Two other great small museums to explore

When Peter and I were in Paris in October, we went to several exhibits, two of which were in small museums that are well worth a visit. The first is the Musee Jacquemart-Andre, at 158 Boulevard Haussmann in the 8th arrondisement. You can get there by metro, line #9. This museum was built as a private home at the end of the 19th century and still feels like a home as you walk through- not that it resembles any home you or I live in! There are both “state apartments” and “informal apartments” that you can wander through, giving a great feel for life as an aristocrat of the time, and that’s before you even go to whatever the current exhibit is.  The exhibit we saw (which is there till January 21st) is a celebration of two Venetian artists, Canaletto and Guardi. It is an exhibit that will give you fond memories of Venice if you’ve been and will make you want to go if you haven’t. The one thing to be aware of in this museum is that the rooms for the exhibit are relatively small, so try to go at the end of the day when the crowds are smaller.  
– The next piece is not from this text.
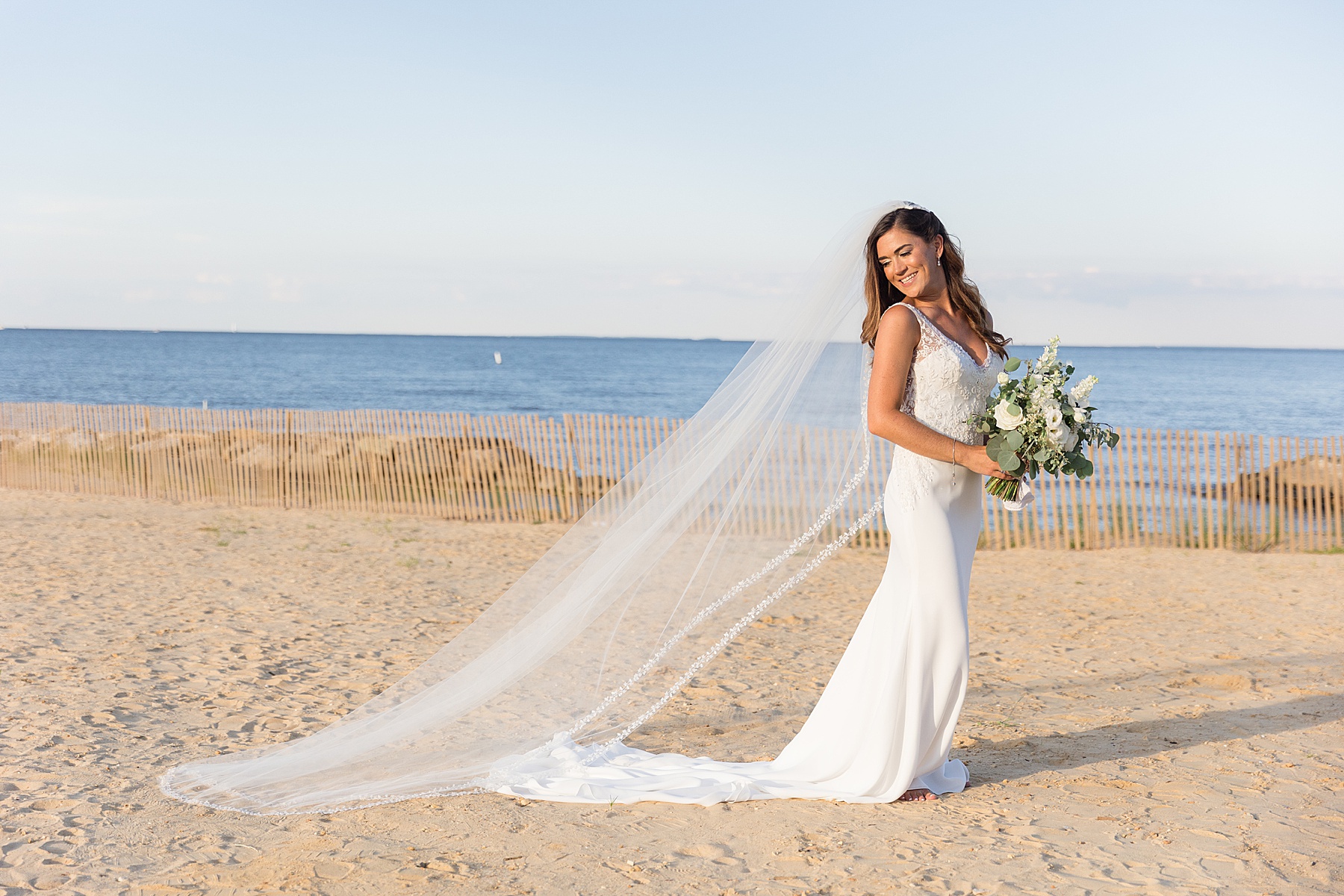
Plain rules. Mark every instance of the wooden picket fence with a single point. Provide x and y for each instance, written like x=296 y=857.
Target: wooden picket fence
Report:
x=1155 y=488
The second museum is the Pinacotheque de Paris, which is right in the Place Madeleine, also in the 8th arrondisement. There is an INCREDIBLE exhibit there through March 17th comparing Van Gogh’s Japanese-inspired work with Hiroshige, an amazing Japanese wood block print artist. The museum is actually housed in two buildings, next to each other, and each of the exhibits is in one of the buildings. It’s a unique chance to really see the Japanese influences on Van Gogh and you will be amazed by both artists. My suggestion is go to Hiroshige first, then with those images in your mind, go across the street to the Van Gogh exhibit. For Hiroshige, you’ll find you want to stand as close as you can to really see the incredible detail in his block prints. For Van Gogh it’s the opposite. Standing back brings the images into focus through the broad paint strokes. We went about 11:00 in the morning, so it felt like we had fewer people (maybe because it was around lunch hour)? It let us spend an hour or so with each artist. I was never a wood block fan, but came away totally hooked. Peter was not a Van Gogh fan, and came away totally mesmerized. It’s a wonderful way to spend a couple of hours, and then go sit and have lunch at one of the multitude of cafes around that area to discuss what you’ve seen. Incredible!!